- Developer: Empyrean
- Publishers: Frozen District, PlayWay
- Engine: Unity
- Platforms: macOS; Windows; PlayStation 4; Xbox One; Nintendo Switch; Android; iOS;
- Release: macOS, WindowsWW: 17 May 2018; PlayStation 4WW: 25 February 2020; Xbox OneWW: 26 February 2020; Nintendo SwitchWW: 12 June 2020; AndroidAU: 16 October 2020; UK: 21 October 2020; NA: 28 October 2020; iOSWW: 22 October 2020;
- Genre: Simulation
- Mode: Single-player

= House Flipper =

2018 video game

House Flipper is a simulation game developed by Empyrean and published by Frozen District and PlayWay for macOS, Windows, PlayStation 4, Xbox One, and Nintendo Switch. It was initially released on 17 May 2018. A mobile version, entitled House Flipper: Home Design, was released for Android and iOS in October 2020. A sequel, House Flipper 2, was released in December 2023.

== Gameplay ==
House Flipper is a simulation game played in the first-person perspective. Gameplay involves fixing up properties in order to create a profit. Tasks that can be performed include painting, laying down tiles, cleaning, installations, and demolition. Some of these tasks are unlocked as the game progresses, and tools can be upgraded to perform them faster. The game includes a catalog that lets players browse through different options of furniture, wallpaper, doors, and windows.

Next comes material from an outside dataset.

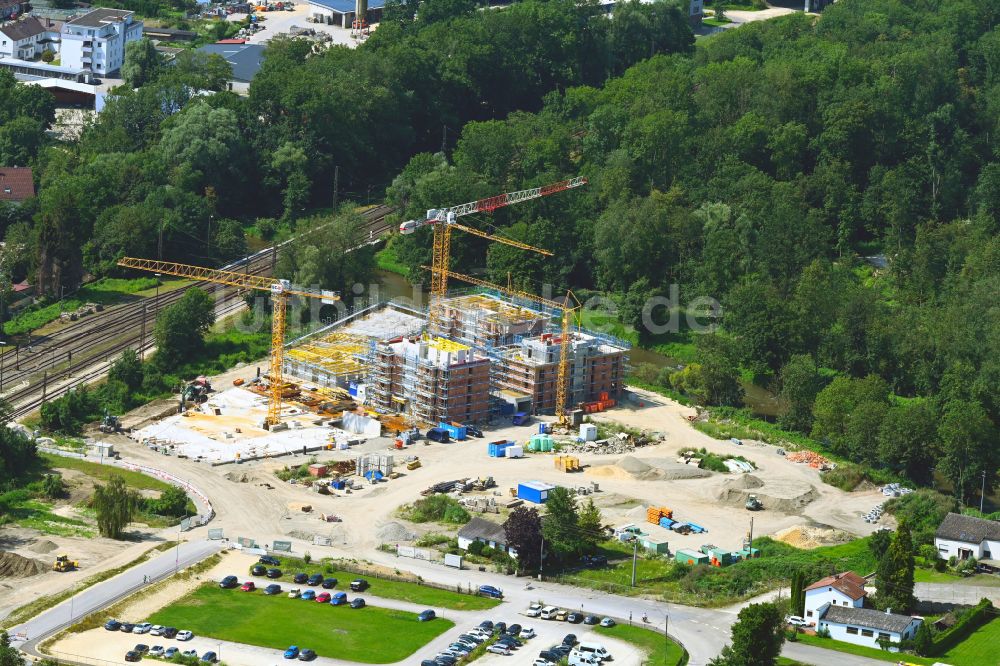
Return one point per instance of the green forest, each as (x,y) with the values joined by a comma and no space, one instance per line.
(831,182)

There are several modes of play in House Flipper; first, players need to complete quests (which can be accessed through email) for money. Quests can involve cleaning, painting walls, placing furniture and remodelling homes. Once quests are completed, the player is rewarded with money depending on the size of the job and how well it is completed. Elsewhere, players can buy and resell houses according to buyers’ needs. Each house has a selection of potential buyers with different needs such as cleanliness or a family room. These buyers compete for the house in an auction, bidding depending on how much it suits their needs. As well as this, player can buy and customize houses for themselves.
== Reception ==

House Flipper received "mixed or average reviews" according to review aggregator platform Metacritic, with multiple reviewers commenting that fixing up the homes is satisfying while questioning its long-term playability. Kotaku reviewed the game, stating that they found it satisfying to fix up homes that are "often extremely gross or ugly" and that "Manifesting your vision of a decent, sellable house onto these garbage heaps feels amazing—especially because it happens on such a granular scale." Game Informer was more mixed, writing that "Flipping your first few houses is fun, but the game doesn't have the scope or flexibility to stay interesting for long". PC Gamer was critical, stating that "There's a definite satisfaction in taking a gross room and making it look nice, and it's pretty cool that you can knock down (and rebuild) walls, but I just don't find the act of slowly and mechanically painting and cleaning much fun, especially with the knowledge that my actual house could do with a bit of that." It became a bestseller on Steam.

Aggregate score
| Aggregator | Score |
|---|---|
| Metacritic | PC: 68/100 NS: 56/100 |

Review scores
| Publication | Score |
|---|---|
| Game Informer | 6/10 |
| Nintendo World Report | 7.5/10 |

=== Awards ===
The game was nominated for "Game, Simulation" at the National Academy of Video Game Trade Reviewers Awards. House Flipper was also awarded Poznań Game Arena Best Polish Indie Game of 2018.

== Downloadable content ==
Together with the base game, on 17 May 2018, a free Apocalypse Flipper DLC was released. The player receives more items and 5 new properties that can be bought.

On 16 May 2019, the Garden Flipper DLC was released. This allows the player to apply renovations to the gardens of properties. The player can then participate in the garden competitions where their work will be evaluated and given a score. The property can then be sold at a higher price depending on the score that was achieved.

On 14 May 2020, the HGTV DLC was released. This DLC features new jobs, items, gameplay-mechanics and properties that can be bought. The latter requires the player to first complete the corresponding jobs.

On 19 November 2020, a new free Cyberpunk Flipper DLC was released. The DLC adds a new property for renovation and a set of props, all centered around the cyberpunk theme.

In 2021, PlayWay announced two additional DLCs; the Pets DLC is centered around adopting and keeping pets such as dogs and cats, while the Luxury Flipper DLC, released in late 2021, is based around renovating expensive modern and old houses in a new town - Moonrise Bay.